December 19, 2017
During this time of year, we are often asked how people can give a gift that reflects their values and that is meaningful for the giver and for the recipient. CalNonprofits 2017 Gift Giving Guide includes strategies for smart gift giving, while also avoiding scams that may be disguised as charities.
A downloadable version of our Giving Guide is available here. Please share this guide with your networks, in your own newsletters and emails, post it on Facebook and Tweet it! You can use this link: http://bit.ly/2017NonprofitGiftGuide
Say “thank you” to a nonprofit that’s had an impact on you.
Maybe you worked at a nonprofit when you were young where you gained skills and confidence (and a good feature on your resume). Or maybe the Boys & Girls Club or the LGBT Center was an important haven for you.
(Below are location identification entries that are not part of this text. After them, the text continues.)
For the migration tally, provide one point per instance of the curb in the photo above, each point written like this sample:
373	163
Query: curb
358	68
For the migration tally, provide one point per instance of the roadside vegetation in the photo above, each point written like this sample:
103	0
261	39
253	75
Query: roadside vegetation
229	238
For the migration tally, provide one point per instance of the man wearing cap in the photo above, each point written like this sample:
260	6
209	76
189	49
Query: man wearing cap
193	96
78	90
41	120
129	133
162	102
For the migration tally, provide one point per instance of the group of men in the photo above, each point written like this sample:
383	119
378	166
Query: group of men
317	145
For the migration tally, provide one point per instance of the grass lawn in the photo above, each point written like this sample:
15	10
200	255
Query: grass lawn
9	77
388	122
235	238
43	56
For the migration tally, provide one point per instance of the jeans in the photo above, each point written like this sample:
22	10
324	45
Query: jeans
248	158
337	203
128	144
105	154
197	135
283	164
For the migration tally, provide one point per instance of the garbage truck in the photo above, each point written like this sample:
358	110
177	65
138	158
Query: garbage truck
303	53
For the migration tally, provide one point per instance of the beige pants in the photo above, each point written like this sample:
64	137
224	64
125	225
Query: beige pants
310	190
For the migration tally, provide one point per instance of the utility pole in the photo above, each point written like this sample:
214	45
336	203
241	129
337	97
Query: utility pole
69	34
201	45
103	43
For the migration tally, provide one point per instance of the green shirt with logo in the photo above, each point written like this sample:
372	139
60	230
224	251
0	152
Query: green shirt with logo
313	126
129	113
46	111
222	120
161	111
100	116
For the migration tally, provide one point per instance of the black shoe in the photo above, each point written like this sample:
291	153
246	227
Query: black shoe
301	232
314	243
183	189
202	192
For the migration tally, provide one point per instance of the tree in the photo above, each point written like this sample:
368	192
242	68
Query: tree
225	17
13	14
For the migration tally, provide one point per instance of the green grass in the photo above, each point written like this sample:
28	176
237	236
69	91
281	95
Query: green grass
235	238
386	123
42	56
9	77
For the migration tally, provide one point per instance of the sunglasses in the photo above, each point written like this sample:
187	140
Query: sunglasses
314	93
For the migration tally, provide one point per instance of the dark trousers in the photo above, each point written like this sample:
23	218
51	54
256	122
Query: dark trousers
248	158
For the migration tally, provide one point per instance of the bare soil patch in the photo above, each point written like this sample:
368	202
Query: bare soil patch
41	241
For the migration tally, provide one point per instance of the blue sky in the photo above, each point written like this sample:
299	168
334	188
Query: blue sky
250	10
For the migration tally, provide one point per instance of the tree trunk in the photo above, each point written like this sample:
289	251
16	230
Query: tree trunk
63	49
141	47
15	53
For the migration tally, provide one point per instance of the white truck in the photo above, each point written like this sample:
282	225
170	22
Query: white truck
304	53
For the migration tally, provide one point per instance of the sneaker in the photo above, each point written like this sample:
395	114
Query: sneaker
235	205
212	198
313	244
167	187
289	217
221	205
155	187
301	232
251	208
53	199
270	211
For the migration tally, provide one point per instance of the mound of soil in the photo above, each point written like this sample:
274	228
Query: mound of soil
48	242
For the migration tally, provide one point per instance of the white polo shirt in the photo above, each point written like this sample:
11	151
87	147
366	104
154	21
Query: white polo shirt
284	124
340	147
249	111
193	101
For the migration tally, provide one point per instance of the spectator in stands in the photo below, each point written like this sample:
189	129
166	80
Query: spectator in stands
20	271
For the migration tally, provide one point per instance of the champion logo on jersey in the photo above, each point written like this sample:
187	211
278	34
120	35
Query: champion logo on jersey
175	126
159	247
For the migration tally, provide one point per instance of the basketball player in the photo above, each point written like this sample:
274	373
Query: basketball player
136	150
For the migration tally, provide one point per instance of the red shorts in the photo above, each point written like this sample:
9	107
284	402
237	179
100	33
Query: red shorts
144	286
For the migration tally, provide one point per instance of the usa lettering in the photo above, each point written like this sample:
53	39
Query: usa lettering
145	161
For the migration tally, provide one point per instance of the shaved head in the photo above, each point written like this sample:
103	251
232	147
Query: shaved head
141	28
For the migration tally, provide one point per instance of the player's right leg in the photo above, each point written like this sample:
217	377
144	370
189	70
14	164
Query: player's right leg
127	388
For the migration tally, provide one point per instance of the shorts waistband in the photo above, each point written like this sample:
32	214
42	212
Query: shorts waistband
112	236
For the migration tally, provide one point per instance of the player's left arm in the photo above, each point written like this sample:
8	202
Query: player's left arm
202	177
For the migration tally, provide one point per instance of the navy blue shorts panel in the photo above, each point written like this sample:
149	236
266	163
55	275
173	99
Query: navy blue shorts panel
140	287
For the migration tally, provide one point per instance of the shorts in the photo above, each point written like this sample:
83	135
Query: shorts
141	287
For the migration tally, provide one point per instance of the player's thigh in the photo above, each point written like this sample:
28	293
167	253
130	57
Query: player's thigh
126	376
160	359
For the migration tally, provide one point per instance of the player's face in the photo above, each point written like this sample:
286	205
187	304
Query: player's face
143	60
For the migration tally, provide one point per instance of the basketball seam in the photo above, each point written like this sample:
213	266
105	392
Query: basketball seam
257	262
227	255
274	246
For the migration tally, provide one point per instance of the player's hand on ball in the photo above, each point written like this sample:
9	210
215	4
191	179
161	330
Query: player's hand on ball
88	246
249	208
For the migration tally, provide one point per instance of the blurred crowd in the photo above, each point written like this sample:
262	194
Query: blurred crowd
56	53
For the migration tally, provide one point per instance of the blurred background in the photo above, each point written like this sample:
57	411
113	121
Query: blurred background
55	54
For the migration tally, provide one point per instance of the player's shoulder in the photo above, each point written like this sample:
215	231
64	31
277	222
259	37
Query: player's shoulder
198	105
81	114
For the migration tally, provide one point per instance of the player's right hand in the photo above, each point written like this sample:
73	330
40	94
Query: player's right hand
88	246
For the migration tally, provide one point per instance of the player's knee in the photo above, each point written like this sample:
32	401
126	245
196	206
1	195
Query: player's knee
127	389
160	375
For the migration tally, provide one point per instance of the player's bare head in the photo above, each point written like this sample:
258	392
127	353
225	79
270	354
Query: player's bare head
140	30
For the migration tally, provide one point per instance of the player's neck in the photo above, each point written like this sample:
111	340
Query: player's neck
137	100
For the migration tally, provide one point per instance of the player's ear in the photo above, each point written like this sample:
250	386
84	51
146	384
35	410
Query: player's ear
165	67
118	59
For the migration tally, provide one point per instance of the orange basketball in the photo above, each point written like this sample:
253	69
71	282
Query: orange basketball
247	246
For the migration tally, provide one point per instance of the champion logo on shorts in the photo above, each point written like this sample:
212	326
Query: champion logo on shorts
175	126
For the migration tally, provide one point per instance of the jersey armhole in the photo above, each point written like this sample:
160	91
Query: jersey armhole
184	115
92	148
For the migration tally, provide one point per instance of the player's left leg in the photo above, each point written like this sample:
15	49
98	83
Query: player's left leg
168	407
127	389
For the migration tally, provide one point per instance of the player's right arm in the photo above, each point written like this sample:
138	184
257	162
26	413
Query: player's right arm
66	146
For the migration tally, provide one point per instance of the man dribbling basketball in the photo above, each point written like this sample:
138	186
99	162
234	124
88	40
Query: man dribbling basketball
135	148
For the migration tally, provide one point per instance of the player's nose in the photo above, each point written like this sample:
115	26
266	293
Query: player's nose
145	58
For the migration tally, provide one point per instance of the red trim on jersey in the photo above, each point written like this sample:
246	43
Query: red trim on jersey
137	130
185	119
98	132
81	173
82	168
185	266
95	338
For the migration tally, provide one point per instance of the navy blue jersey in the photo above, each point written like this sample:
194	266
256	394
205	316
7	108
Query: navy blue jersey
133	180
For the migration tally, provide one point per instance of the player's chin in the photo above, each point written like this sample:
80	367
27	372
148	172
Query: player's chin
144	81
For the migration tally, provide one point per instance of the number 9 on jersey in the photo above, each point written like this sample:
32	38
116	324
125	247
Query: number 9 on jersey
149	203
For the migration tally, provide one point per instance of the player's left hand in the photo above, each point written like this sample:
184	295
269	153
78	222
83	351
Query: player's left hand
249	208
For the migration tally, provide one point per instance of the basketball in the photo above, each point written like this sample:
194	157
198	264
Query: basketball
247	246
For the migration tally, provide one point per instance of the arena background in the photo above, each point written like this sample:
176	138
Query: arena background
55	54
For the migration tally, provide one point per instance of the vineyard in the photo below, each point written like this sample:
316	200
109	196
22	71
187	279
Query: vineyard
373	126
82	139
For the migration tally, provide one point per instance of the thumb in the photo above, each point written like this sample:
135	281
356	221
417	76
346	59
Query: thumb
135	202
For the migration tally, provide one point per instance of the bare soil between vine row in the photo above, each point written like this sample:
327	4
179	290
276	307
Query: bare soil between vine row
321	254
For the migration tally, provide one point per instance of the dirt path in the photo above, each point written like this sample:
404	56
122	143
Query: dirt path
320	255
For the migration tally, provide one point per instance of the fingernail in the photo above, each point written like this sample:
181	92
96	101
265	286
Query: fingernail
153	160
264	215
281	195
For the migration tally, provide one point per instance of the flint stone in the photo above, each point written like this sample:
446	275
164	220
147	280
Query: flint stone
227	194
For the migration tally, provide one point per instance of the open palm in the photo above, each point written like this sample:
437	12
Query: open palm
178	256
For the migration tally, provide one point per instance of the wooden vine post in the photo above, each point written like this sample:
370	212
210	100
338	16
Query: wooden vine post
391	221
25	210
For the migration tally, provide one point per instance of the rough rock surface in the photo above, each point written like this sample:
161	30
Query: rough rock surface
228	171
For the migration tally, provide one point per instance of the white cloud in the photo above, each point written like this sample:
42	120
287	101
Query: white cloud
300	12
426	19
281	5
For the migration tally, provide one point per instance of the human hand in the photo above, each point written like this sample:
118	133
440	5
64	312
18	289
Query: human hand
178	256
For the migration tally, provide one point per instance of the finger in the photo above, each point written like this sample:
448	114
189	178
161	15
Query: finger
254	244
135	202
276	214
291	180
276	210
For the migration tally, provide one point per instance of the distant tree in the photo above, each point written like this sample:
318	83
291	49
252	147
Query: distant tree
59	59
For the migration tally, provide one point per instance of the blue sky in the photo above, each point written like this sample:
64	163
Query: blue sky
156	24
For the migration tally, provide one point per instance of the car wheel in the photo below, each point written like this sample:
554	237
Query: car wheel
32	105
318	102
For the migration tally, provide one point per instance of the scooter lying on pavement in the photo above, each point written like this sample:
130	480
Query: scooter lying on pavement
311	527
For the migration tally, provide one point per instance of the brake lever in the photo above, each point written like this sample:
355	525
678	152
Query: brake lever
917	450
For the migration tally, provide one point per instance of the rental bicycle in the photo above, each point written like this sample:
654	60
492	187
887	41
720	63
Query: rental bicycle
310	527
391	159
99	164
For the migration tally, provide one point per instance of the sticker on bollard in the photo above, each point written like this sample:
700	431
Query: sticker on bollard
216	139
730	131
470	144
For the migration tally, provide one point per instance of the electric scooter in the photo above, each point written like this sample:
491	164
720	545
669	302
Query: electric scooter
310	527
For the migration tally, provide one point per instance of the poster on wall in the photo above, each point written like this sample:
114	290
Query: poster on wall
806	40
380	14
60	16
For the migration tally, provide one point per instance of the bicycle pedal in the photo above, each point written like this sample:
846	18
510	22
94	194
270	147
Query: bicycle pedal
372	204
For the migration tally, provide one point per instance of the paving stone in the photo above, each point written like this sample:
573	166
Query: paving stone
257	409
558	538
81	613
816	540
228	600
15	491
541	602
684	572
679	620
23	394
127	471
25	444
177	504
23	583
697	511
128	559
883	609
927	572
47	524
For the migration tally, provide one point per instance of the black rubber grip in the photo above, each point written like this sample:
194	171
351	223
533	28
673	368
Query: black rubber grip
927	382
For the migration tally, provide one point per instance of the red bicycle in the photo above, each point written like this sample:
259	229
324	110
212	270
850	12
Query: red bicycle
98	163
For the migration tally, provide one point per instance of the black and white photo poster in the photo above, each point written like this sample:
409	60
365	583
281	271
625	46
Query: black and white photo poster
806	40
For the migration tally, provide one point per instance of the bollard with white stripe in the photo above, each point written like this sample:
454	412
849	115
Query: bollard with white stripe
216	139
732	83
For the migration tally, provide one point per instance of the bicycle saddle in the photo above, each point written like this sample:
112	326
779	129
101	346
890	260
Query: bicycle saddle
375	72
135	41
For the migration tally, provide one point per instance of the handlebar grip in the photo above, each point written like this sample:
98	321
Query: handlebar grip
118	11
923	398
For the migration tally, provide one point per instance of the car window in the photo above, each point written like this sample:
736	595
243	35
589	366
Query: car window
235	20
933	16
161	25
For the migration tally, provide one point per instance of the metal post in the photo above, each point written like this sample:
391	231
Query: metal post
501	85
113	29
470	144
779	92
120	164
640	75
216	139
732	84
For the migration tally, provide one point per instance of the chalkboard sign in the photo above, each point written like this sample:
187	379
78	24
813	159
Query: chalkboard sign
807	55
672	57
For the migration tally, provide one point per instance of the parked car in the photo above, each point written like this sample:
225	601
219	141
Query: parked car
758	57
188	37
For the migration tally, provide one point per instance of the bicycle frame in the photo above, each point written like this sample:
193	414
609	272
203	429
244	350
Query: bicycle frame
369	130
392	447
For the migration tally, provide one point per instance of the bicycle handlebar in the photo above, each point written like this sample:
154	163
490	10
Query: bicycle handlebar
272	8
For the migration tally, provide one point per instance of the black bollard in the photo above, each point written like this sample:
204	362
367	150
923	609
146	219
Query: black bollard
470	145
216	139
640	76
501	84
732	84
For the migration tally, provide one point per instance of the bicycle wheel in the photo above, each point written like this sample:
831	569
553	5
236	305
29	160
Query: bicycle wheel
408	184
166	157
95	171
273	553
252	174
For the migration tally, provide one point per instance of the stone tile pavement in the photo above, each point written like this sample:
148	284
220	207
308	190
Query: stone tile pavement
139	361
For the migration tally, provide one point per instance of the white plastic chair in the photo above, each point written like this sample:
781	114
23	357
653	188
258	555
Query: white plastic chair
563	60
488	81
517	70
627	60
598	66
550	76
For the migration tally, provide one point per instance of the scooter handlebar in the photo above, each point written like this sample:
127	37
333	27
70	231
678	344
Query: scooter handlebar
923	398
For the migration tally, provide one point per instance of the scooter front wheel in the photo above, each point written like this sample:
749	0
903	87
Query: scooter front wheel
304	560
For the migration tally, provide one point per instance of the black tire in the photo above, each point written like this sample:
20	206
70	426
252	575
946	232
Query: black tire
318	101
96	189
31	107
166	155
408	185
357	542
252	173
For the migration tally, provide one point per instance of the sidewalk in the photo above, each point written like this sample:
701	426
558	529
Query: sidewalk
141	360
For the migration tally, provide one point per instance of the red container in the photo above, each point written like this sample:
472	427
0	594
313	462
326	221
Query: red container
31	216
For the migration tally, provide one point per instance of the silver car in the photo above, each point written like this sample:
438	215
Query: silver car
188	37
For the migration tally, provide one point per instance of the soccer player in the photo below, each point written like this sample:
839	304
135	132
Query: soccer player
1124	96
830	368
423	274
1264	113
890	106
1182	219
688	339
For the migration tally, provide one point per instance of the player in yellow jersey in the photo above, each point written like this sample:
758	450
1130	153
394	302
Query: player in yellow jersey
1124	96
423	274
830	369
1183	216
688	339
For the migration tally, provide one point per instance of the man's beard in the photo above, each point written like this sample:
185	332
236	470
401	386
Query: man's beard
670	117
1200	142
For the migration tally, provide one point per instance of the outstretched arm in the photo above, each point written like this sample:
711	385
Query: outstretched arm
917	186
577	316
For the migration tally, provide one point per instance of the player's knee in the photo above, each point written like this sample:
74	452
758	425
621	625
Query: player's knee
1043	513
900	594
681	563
Consider giving one day’s pay (your annual salary divided by 228 days) to that nonprofit. Pay it forward for someone else.
Consider the nonprofits you already know and appreciate.
For example, where do you volunteer or serve on the board? You can give your gift “in honor of” a staff member or fellow volunteer whose work you appreciate. Think about which nonprofits help you, your family members, and your neighbors. Perhaps your niece gets help from a disabilities nonprofit, your parent belongs to a senior center, or you enjoy a wilderness area, a museum, public radio, or an online encyclopedia.
Use social media to ask your personal network for recommendations.
For example, ask on your Facebook page for recommendations from veterans about which veterans assistance organizations they respect.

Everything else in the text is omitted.